24 Aralık 2014 Çarşamba

Kimi Davet Edelim?

Yarın burada herkes aileleri veya sevdikleri ile birlikte geçirecekler çünkü yarın Noel. Ben Eun Mi'leri davet etmiştim ama onlar seyahata çıkmışlar. Birkaç gündür acaba kimi davet etsek diye düşünüyorum. Bu sabah Bilge ile konuşurken bir yandan da sesli düşünüyorum. Bilge'yi giydirirken ona sordum. Yarın yemeğe kimi davet edelim oğlum diye. Bana verdiği cevap beni hem çok şaşırttı hem de duygulandırdı. Musa dedeyi demesin mi? Ne diyeceğimi bilemedim. Gözşyaşlarıma zor engel oldum. Ah keşke gelebilse demekle yetindim. Niye çok mu uzakta sorusunu ise cevapsız bıraktım. Belki çok uzakta belki de her zamankinden daha yakında.

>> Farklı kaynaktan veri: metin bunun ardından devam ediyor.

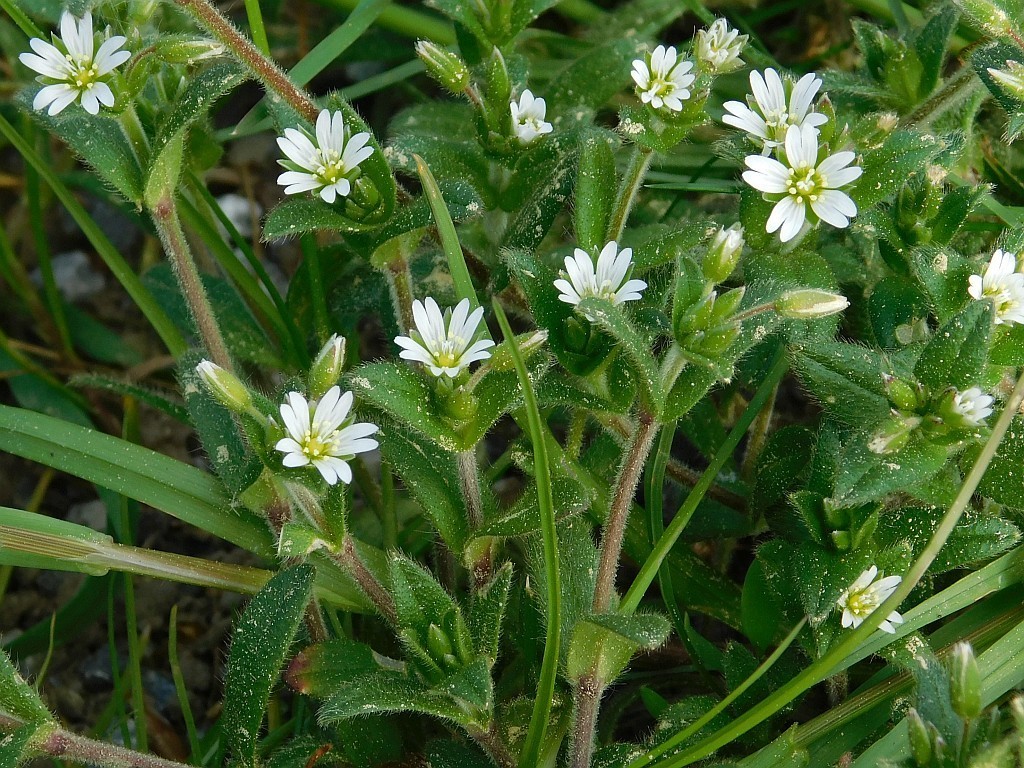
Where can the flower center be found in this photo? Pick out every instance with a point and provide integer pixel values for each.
(449, 352)
(805, 182)
(662, 86)
(83, 73)
(315, 445)
(860, 603)
(333, 169)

Babamı kaybettiğimdeki acıyı çocuklara yansıtmamak için elimden geleni yaptım. Türkiye'de acımı yaşadım ve uçaktan indiğim an o acımı içime gömmeye çalıştım. Çocuklara öyle çok babamdan bahsettiğim de olmadı. Yani Musa dede bizim sürekli konuşmalarımızda yer aldığı için Bilge öyle söylemiş olamaz. Çocuklar anneleri ve babaları ile ayrı bir empati yeteneğine sahipler bunu zaman zaman görmek beni şaşırtıyor. Ancak Bilge'nin benim babama olan özlemimi bu kadar açık bir şekilde dile getirmesi hiç beklemediğim bir şeydi.

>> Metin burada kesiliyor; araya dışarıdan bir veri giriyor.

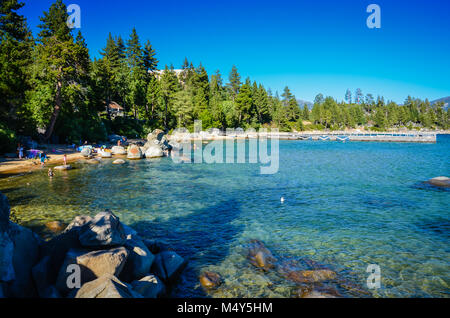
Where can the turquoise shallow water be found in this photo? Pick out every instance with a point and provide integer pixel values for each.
(347, 205)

Bilge ile babamın çok özel bir ilişkisi vardı. Birlikte daha çok zaman geçirdikleri zamanlar babamın hastalığına gelmiş olsa da babam Bilge'ye bir ayrı bakar ve severdi. Bu sevginin Bilge'ye geçtiğine eminim. Bir de tabii danalar var. Bilge'nin dana aşkı babamla başladı. Babamın danalarını çok sevmesi ve onları seyretmekten aldığı zevk eminimim Bilge'nin gözünden kaçmamıştır. Belki bu durum babamı kendisine daha yakın hissettirmiştir.

Babamın hep hayal ettiğimiz gibi bizi ziyarete gelemeyecek olmasının verdiği acı hiç geçmeyecek ama bizim kalbimizde, dualarımızda ve düşüncelerimizde olduğunu bir şekilde hissediyordur diye düşünmek ve buna inanmak istiyorum.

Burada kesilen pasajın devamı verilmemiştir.